I know this because I’ve seen the photographs. There I am in my terrycloth sleeper, rigid with glee as my father tickles my chin. He’s a young seminary student with a buzzcut, thin from sleep deprivation and hard work at the Johnny Mitchell factory where he loads trucks to support his family and pay his tuition. The camera has captured a moment of joyful intimacy snatched from the jaws of Hebrew language study. I was, it’s clear, supremely happy.

Other pictures document the love story: Dad daubing oil paint onto the canvas while I labor over my own small painting; a cloth-covered teepee constructed in the basement, an eagle feather for my hair — it didn’t matter that I was a girl, he said, I could claim the noble ornament; the haircut he admired in spite of my glum disappointment; a snapshot taken before a school program. I look a bit anxious, but my father sits next to me, apparently unconcerned about potential failure. He’s there to hear his daughter sing.

I no longer recall the nervousness, nor do I remember how I performed. What shines in my memory is the fact that my dad was there at the track meets, the musicals, the plays, the end of summer camp and the first day of a new job.
He was there, too, to drive me home the day of my divorce. He followed up by taking me to lunch once a week as I started over. He sent me flowers on my ex-anniversary. When a new sweetheart declared he wanted to marry me, Dad chuckled: “Of course he does. Anybody smart would want to.” Fathers are the best answer to the question “How can you mend a broken heart?” They’re also the best way to avoid all the brokenness in the first place.

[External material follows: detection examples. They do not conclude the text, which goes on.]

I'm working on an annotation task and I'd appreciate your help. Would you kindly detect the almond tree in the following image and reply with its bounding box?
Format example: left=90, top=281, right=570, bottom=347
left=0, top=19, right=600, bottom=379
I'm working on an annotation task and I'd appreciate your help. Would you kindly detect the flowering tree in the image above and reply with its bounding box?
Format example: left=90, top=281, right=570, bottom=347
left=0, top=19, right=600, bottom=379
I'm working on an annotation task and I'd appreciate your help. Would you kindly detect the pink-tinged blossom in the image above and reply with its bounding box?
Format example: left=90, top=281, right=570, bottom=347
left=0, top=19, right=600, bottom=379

Presence is a good way to start; perhaps it’s the only way to start. Yet it’s not sufficient in itself. A father snoozing in the recliner, remote control in hand, bears no resemblance to the knight in shining armor little girls envision when they think of love. Viewer Dad needs to rouse himself and get involved. Then he needs to speak. To be a silent spectator is better than showing up to yell from the bleachers — but a word of encouragement is even better.

A man’s power to shape his daughter’s heart presents a paradox. We do not live in a culture designed to cultivate true sensitivity in men. That’s a shame because fathers are able to subtly reassure, affirm and hearten their girls without saying much at all.

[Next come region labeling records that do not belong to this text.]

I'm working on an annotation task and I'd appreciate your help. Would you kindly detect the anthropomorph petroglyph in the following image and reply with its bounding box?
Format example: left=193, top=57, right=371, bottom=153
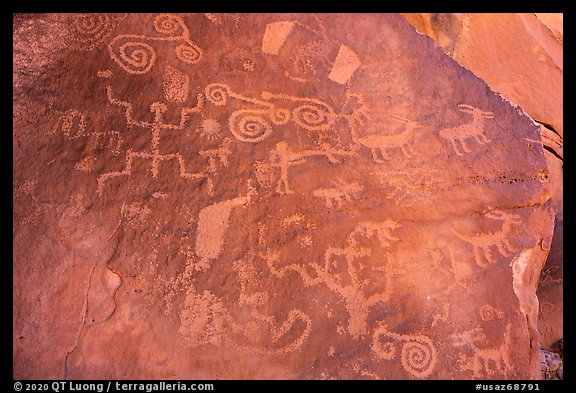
left=312, top=178, right=363, bottom=207
left=352, top=116, right=423, bottom=163
left=108, top=14, right=202, bottom=74
left=439, top=104, right=494, bottom=156
left=372, top=324, right=438, bottom=378
left=262, top=219, right=400, bottom=338
left=452, top=210, right=521, bottom=267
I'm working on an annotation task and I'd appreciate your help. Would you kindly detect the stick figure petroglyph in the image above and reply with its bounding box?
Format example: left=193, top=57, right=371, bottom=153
left=439, top=104, right=494, bottom=156
left=98, top=86, right=206, bottom=195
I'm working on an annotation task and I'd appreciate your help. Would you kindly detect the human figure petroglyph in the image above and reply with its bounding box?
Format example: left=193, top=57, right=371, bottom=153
left=480, top=304, right=504, bottom=321
left=98, top=86, right=206, bottom=195
left=312, top=178, right=364, bottom=207
left=108, top=14, right=202, bottom=74
left=450, top=322, right=512, bottom=378
left=199, top=138, right=232, bottom=173
left=352, top=116, right=423, bottom=163
left=269, top=141, right=355, bottom=194
left=372, top=323, right=438, bottom=378
left=262, top=219, right=400, bottom=339
left=452, top=210, right=522, bottom=267
left=439, top=104, right=494, bottom=156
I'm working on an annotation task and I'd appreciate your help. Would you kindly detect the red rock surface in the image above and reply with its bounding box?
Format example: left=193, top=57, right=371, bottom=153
left=13, top=14, right=553, bottom=379
left=403, top=13, right=564, bottom=362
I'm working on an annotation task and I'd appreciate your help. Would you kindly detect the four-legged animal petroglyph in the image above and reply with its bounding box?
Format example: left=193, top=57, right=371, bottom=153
left=195, top=189, right=254, bottom=260
left=439, top=104, right=494, bottom=156
left=312, top=179, right=363, bottom=207
left=352, top=116, right=423, bottom=163
left=269, top=141, right=355, bottom=194
left=262, top=219, right=400, bottom=338
left=372, top=324, right=438, bottom=378
left=108, top=14, right=202, bottom=74
left=451, top=322, right=512, bottom=378
left=452, top=211, right=522, bottom=267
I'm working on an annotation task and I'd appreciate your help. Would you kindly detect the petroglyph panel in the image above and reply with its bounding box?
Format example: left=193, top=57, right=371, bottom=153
left=13, top=13, right=552, bottom=380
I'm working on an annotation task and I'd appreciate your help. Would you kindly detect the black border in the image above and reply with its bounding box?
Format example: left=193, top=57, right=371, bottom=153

My Grandpa Schultz — an articulate man and animated preacher — was not given to flowery speeches. Yet the time he said of his daughter, “Ruth plays piano the way I hear the music in my head,” my mother’s heart blossomed. The compliment glowed in her memory, word perfect, to recount to her own children.
Years later, it was music that brought her to the church where she met my father. He’d arranged for a men’s quartet to perform; the college sent a women’s trio with a gifted accompanist.

“She was so beautiful,” he recalls. She knew how to be at home in her beauty, because her father treasured her.

“She was so intelligent,” he tells me, remembering how they visited at the back of the sanctuary and got so wrapped up in conversation they missed the entire potluck dinner. A virtuous girl, she wasn’t afraid to talk to men because her father had protected and loved her. When he paid visits to the inmates at the state prison, he brought his daughter along to provide music; she was perfectly safe in her father’s company.

“She played the piano so well,” my dad says. Who knows what obstacles might have separated them, had not my grandpa’s Ruthie kept playing that piano the way her daddy heard it in his mind?

Every love story starts with a father. When daughters hear the words as girls — you are important; you are beautiful; you are mine; you are loved — they hear true as women. They recognize the real thing when it comes along. Echoing emptiness, on the other hand, leaves the heart uninhabited, vulnerable to random damage.

The craving for father-love is so strong, a girl never gets over it. And that’s good news. It means it’s never too late for imperfect dads, who, after all, are the only kind on the planet.

Like all men, flawed fathers have a tendency to do their best and still miss the mark. Valentine’s Day is no different. That can result in gifts like wilted roses, melted chocolate, nothing at all, or, possibly worse than nothing, stuffed monkeys.

None of that really matters, though, when you have a father who loves you. I know, because I do.